Mise à jour le 29/05/2018
Rencontre avec Sophie Corbillé, maître de conférences au CELSA Université Paris-Sorbonne et chercheuse au GRIPIC (Groupe de recherches interdisciplinaires sur les processus d’information et de communication) sur les questions liées au monde urbain en contexte globalisé.

Paris est-elle une ville où il fait bon vivre ensemble en 2018?

La réponse doit être nuancée car des processus contradictoires peuvent être observés. Paris est une ville de plus en plus bourgeoise, mais de nombreuses personnes sont en situation de pauvreté; Paris est cosmopolite et socialement diverse mais des processus de ségrégation forts existent, notamment dans l’espace scolaire; etc. Reste que le «bon vivre ensemble» est un objectif de la mandature actuelle dont le projet, aux élections de 2014, insistait sur l’ambition de faire une ville «bienveillante» et solidaire. De nombreuses initiatives ont été menées dans ce sens: transformation des espaces publics, encouragement des pratiques associatives, mise en place de budgets participatifs, etc. Il faudra évaluer leurs effets et être attentifs à qui ces politiques bénéficient.

Peut-on toujours parler de gentrification de la capitale?

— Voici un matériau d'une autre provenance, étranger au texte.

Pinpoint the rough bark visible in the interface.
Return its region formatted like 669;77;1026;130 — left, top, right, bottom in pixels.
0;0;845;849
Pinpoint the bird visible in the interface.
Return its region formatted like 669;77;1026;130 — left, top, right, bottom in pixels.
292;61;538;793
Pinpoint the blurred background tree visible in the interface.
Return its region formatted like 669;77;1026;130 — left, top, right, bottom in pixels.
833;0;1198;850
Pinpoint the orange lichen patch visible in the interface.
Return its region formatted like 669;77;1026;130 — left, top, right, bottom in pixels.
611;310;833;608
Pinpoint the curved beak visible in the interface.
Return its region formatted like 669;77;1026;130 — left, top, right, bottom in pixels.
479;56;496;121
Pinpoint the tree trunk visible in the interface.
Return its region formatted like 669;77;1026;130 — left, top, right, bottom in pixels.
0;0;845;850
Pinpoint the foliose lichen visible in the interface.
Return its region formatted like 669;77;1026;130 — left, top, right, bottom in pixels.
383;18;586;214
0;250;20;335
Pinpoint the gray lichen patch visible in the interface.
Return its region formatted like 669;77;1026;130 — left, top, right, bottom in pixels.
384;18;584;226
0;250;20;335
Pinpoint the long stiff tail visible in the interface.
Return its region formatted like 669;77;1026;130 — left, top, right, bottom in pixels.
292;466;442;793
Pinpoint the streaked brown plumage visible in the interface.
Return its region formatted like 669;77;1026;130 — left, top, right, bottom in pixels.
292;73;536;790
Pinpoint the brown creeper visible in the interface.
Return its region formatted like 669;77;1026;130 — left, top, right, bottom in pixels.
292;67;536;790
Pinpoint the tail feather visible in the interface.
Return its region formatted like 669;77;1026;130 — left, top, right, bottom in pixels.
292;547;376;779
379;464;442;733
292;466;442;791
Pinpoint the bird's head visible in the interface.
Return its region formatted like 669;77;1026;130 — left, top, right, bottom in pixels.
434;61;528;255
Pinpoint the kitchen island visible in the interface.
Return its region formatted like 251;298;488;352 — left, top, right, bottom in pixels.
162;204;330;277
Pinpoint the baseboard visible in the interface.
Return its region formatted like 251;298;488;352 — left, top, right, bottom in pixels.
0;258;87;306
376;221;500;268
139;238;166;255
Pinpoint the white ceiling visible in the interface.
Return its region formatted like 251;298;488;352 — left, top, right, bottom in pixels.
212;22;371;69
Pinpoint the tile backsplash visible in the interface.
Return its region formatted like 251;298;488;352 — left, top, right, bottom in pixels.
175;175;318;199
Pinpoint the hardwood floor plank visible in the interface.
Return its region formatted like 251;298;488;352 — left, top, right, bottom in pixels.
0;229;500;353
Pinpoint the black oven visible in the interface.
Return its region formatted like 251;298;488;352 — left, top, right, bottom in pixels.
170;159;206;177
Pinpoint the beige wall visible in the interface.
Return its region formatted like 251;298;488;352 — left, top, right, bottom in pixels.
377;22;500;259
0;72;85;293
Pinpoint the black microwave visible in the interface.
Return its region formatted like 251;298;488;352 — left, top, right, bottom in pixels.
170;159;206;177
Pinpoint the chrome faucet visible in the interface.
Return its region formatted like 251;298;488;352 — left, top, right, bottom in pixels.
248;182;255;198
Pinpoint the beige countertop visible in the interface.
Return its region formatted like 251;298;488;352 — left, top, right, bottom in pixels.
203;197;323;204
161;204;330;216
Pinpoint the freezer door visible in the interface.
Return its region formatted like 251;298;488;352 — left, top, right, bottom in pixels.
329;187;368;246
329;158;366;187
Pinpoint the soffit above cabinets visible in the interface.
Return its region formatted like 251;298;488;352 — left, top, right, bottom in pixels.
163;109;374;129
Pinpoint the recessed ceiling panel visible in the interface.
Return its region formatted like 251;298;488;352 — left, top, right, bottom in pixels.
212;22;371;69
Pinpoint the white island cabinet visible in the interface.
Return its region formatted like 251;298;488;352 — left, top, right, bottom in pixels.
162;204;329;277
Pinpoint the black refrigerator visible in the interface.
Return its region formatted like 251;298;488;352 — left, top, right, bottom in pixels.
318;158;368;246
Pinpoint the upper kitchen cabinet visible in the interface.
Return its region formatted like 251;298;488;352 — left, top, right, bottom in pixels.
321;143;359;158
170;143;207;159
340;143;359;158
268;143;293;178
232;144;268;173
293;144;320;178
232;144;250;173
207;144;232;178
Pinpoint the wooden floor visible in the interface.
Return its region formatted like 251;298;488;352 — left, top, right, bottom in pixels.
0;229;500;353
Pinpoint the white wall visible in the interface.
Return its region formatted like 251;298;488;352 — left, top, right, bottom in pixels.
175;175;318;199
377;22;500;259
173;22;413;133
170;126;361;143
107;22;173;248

La gentrification, qui désigne l’embourgeoisement des quartiers populaires touche particulièrement depuis une vingtaine d’années les quartiers du nord-est. Il se poursuit aujourd’hui et, dans certains lieux bien localisés, on peut même parler d’hypergentrification tant le processus est intense. Il existe néanmoins encore des quartiers populaires, notamment là où le parc de logement social est important. Reste que la question des classes sociales et de leur présence dans la ville est un enjeu clé pour les grandes villes et Paris.

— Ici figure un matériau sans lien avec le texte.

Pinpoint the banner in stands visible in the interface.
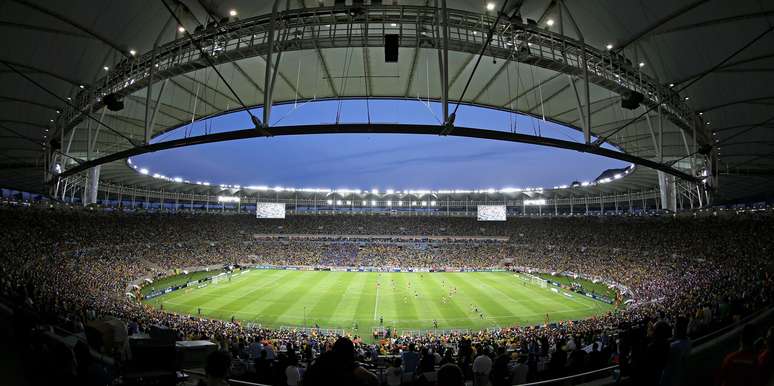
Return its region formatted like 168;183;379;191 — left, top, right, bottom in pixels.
255;202;285;218
478;205;506;221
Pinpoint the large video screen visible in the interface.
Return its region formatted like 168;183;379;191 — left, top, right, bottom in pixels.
478;205;505;221
255;202;285;218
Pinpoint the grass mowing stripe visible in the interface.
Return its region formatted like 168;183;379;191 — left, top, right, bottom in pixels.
478;275;560;321
256;271;329;325
352;272;378;331
306;272;355;320
427;275;476;328
449;274;513;326
146;270;609;335
205;271;291;312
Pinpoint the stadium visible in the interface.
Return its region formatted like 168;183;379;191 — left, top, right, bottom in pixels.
0;0;774;386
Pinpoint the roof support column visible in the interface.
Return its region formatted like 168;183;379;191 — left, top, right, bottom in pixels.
559;0;601;145
145;79;169;144
436;0;454;126
145;15;175;145
263;0;280;127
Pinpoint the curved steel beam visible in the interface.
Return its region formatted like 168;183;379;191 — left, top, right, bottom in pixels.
57;5;706;140
54;123;697;182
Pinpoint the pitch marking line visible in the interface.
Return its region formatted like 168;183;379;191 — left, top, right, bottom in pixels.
374;287;379;320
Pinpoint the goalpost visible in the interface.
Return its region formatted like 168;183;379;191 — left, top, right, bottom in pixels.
212;272;226;284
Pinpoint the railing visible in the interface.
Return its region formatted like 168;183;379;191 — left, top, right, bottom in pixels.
517;365;618;386
56;5;697;140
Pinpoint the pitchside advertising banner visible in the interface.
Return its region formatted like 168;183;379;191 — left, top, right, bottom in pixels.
255;202;285;218
478;205;505;221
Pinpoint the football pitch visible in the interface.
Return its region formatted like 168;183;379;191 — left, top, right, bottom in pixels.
147;270;612;334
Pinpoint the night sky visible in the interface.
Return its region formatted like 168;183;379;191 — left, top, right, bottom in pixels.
132;100;627;190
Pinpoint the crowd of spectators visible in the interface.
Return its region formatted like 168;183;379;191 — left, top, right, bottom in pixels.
0;208;774;384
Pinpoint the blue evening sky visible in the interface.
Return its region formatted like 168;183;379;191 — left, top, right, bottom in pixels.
132;100;627;190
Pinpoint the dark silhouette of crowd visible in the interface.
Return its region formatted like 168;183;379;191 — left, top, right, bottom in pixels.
0;207;774;385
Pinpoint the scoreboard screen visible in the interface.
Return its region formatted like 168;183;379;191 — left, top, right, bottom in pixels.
478;205;505;221
255;202;285;218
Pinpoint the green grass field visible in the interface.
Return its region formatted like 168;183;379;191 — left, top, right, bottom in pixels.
148;270;611;332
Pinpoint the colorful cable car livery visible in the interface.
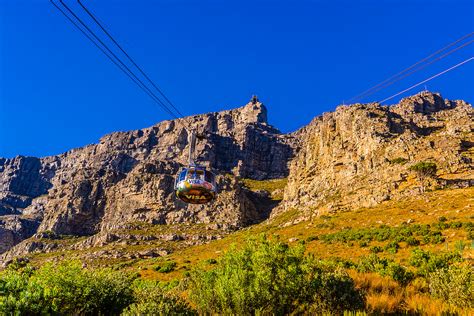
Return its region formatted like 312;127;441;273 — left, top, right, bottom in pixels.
175;166;216;204
174;131;217;204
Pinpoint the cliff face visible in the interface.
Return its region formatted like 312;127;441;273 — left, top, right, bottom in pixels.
273;92;474;219
0;92;474;263
0;102;295;253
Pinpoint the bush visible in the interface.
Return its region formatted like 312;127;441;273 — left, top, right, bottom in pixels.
369;246;383;253
409;161;438;192
188;236;364;315
0;262;136;314
122;281;197;316
384;241;400;254
153;261;176;273
390;157;408;165
429;266;474;307
385;262;414;286
405;236;420;246
409;248;462;277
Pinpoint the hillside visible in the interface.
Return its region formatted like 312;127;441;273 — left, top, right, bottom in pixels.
0;92;474;263
0;92;474;315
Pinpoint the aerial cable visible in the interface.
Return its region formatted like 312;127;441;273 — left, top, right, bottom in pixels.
77;0;184;117
50;0;186;126
50;0;180;121
348;32;474;102
55;0;178;119
350;40;474;98
378;57;474;103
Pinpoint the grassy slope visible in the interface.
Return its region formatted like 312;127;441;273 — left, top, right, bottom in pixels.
23;181;474;315
133;187;474;280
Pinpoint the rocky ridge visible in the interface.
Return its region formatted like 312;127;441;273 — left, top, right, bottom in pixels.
0;100;296;258
0;92;474;263
273;92;474;220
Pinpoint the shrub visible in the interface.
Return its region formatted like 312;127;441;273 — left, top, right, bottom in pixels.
356;254;388;273
409;161;438;192
405;236;420;246
384;241;400;254
429;266;474;307
409;248;462;277
370;246;383;253
0;262;136;315
153;261;176;273
122;281;197;316
390;157;408;165
188;236;364;315
385;262;414;285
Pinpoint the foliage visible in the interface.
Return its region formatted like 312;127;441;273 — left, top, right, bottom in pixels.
153;261;176;273
241;178;288;201
356;254;414;285
122;280;197;316
0;262;136;315
390;157;408;165
409;161;438;191
189;236;364;315
409;248;462;277
319;222;462;247
429;266;474;307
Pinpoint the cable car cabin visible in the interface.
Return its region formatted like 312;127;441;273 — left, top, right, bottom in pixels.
174;166;216;204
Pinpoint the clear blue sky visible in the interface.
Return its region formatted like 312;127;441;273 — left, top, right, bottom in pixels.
0;0;474;157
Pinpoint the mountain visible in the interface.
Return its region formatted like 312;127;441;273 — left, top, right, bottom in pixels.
0;92;474;264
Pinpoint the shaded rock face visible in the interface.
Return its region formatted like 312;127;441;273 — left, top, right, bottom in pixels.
0;102;296;254
278;92;474;218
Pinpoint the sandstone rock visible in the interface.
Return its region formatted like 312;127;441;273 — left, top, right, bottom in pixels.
272;92;474;217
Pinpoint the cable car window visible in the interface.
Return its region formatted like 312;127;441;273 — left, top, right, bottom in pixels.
179;170;186;181
205;171;214;183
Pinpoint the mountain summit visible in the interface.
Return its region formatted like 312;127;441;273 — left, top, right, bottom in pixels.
0;92;474;263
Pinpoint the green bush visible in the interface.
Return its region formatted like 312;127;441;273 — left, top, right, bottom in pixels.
409;248;462;277
390;157;408;165
384;241;400;254
122;281;197;316
429;266;474;307
369;246;383;253
356;254;414;285
153;261;176;273
188;236;364;315
0;262;136;315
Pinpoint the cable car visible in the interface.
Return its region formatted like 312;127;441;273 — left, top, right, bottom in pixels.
174;132;217;204
175;166;216;204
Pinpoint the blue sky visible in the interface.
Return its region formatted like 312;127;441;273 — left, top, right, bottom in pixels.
0;0;474;157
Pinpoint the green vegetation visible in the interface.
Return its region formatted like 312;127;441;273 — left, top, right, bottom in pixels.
390;157;408;165
153;261;176;273
319;221;472;247
185;237;364;315
0;236;365;315
122;280;197;316
409;161;438;192
429;266;474;307
0;262;137;315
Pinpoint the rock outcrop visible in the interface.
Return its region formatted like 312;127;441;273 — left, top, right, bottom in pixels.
0;100;295;262
272;92;474;219
0;92;474;263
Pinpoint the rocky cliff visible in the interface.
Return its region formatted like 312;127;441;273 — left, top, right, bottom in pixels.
0;92;474;263
0;100;296;262
273;92;474;219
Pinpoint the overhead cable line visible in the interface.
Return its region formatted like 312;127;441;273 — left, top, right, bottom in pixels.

Constate-t-on à Paris ces dernières années une tendance au communautarisme, au repli sur soi, plus qu’à d’autres époques?

L’histoire est faite d’ouvertures et de replis et la «question identitaire» est régulièrement activée dans l’espace politique, ravivant la fabrication du «nous» et du «eux». Dans le contexte français, caractérisé par l’importance de la «République», il y a souvent une méfiance à l’égard de la notion de «communauté». Pourtant, elles peuvent constituer des espaces sociaux, économiques et symboliques positifs et riches en ressources pour les personnes, surtout dans les grandes villes. Mais, il est vrai aussi que l’usage qui en est parfois fait, peut conduire à une remise en cause du projet collectif.
Quand on regarde Paris, on observe toutes sortes de relations : des relations «blasées» comme les a qualifiées le sociologue Georg Simmel et qui se caractérisent par une certaine indifférence à la différence, qui explique à la fois la liberté mais aussi la solitude parfois ressentie en vivant à Paris; des relations fortes de voisinage, d’amitié ou construites dans le cadre associatif et qui peuvent faire lien par-delà les appartenances sociales et culturelles; et des relations d’entre-soi, sur la base d’appartenances sociales et culturelles que l’on peut, dans certains cas, qualifier de «repli» et de «communautarisme».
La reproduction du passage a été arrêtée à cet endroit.